The Hayden Quarry at Ghost Ranch belongs to the lower portion of the Petrified Forest Member of the Chinle Formation in New Mexico. The discovery of Tawa alongside the relatives of Coelophysis and Camposaurus supports the hypothesis that the earliest dinosaurs arose in Gondwana during the Late Triassic period in what is now South America, and radiated around the globe from there.

Ghost Ranch was located close to the equator 200 million years ago, and had a warm, monsoon-like climate with heavy seasonal precipitation. Hayden Quarry, an excavation site at Ghost Ranch, has yielded a diverse collection of fossil material that included the first evidence of dinosaurs and less-advanced dinosauromorphs from the same time period. The discovery indicates that the two groups lived together during the early Triassic period 235 million years ago. Tawas paleoenvironment included various archosauriforms such as crocodylomorphs, "rauisuchians", phytosaurs, and dinosauriforms like Dromomeron, Chindesaurus, Eucoelophysis, and possibly Coelophysis.

Based on their review of the early carnivorous dinosaur fauna from Ghost Ranch and the Ischigualasto Formation Nesbit et al. (2009) observed that each was descended from a separate lineage, and inferred that the "South American" protocontinent Gondwana was the ancestral range for basal dinosaurs.
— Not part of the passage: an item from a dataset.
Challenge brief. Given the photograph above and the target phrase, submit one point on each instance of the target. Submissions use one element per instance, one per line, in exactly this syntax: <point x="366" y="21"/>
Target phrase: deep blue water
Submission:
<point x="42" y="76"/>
Nesbit et al. (2009) went on to note that dinosaurs left their ancestral range in Gondwana and 200 million years ago they dispersed across the adjoined continents of Pangea.

Nesbit et al. (2009) noted that repeated flooding events collected vertebrate bones, carcasses, and plant material from the landscape surface, possibly in hyperconcentrated flows, and deposited them at what is now Hayden Quarry. It was observed that these flooding events were separated by intervals where there was standing water and weakly developed, poorly drained (hydromorphic) soil formation. The Tawa specimens were very well preserved which suggests that they were buried extremely soon after dying.